Avec un sourire heureux, la mère dit lentement :

― J’irai vous rejoindre… peut-être m’exilera-t-on aussi…

Longtemps, les deux femmes étroitement enlacées et sans parler songèrent à celui qu’elles aimaient… Le silence, la tristesse, une douceur tiède les enveloppaient…

Nicolas arriva, fatigué.

― Sachenka, allez-vous-en, avant qu’il soit trop tard ! dit-il rapidement en se dévêtant. Depuis ce matin, deux espions me suivent si ouvertement que cela sent l’arrestation… j’ai un pressentiment… Un malheur doit être arrivé quelque part… À propos, voilà le discours de Pavel… on a décidé de l’imprimer… Portez-le à Lioudmila, suppliez-la de le composer le plus vite possible… Pavel a très bien parlé, mère !… Prenez garde aux espions, Sachenka ! Attendez, emportez aussi ces papiers… donnez-les au docteur, par exemple…

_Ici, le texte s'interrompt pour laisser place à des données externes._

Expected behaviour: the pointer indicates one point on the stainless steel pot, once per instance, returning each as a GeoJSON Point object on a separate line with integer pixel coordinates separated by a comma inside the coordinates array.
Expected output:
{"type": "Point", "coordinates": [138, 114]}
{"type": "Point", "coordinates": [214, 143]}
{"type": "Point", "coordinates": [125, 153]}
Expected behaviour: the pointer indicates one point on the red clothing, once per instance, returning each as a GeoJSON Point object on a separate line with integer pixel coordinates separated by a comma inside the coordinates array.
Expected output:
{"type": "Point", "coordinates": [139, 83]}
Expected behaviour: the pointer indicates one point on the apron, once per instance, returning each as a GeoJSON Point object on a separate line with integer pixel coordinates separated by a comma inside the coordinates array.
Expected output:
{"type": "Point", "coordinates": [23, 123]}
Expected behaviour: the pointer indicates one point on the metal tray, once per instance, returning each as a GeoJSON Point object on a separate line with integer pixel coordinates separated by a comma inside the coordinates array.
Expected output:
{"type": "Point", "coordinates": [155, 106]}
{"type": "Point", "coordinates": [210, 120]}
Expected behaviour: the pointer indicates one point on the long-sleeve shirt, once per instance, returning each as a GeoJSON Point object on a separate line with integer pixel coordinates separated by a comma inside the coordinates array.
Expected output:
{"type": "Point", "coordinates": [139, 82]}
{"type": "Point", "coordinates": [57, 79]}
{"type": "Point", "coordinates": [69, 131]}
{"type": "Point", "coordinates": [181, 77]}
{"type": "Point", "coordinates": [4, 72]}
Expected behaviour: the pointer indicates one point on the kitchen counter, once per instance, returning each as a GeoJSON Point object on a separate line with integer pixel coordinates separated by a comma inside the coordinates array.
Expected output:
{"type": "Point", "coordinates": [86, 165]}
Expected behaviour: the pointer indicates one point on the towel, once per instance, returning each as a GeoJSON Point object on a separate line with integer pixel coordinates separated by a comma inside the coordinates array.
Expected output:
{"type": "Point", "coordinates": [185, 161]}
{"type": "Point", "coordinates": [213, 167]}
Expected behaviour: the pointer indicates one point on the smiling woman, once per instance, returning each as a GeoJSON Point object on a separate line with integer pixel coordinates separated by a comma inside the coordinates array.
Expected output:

Tout en parlant, il frottait avec vigueur l’une contre l’autre ses mains glacées ; puis, s’approchant de la table, il ouvrit les tiroirs d’où il sortit les documents ; à la hâte, il les feuilleta, déchira les uns, empila les autres, tout soucieux et ébouriffé.

― Il n’y a pourtant pas longtemps que j’ai trié tout cela et voyez quel énorme paquet j’ai de nouveau ! Diable ! Mère, il vaudrait peut-être mieux que vous ne couchiez pas ici, qu’en pensez-vous ? Il est assez ennuyeux d’assister à cette comédie, les gendarmes sont capables de vous emmener aussi… et il faut absolument que vous alliez à la campagne pour répandre le discours de Pavel…

― Allons donc, pourquoi m’arrêterait-on ? dit la mère. Et peut-être vous trompez-vous, ils ne viendront pas…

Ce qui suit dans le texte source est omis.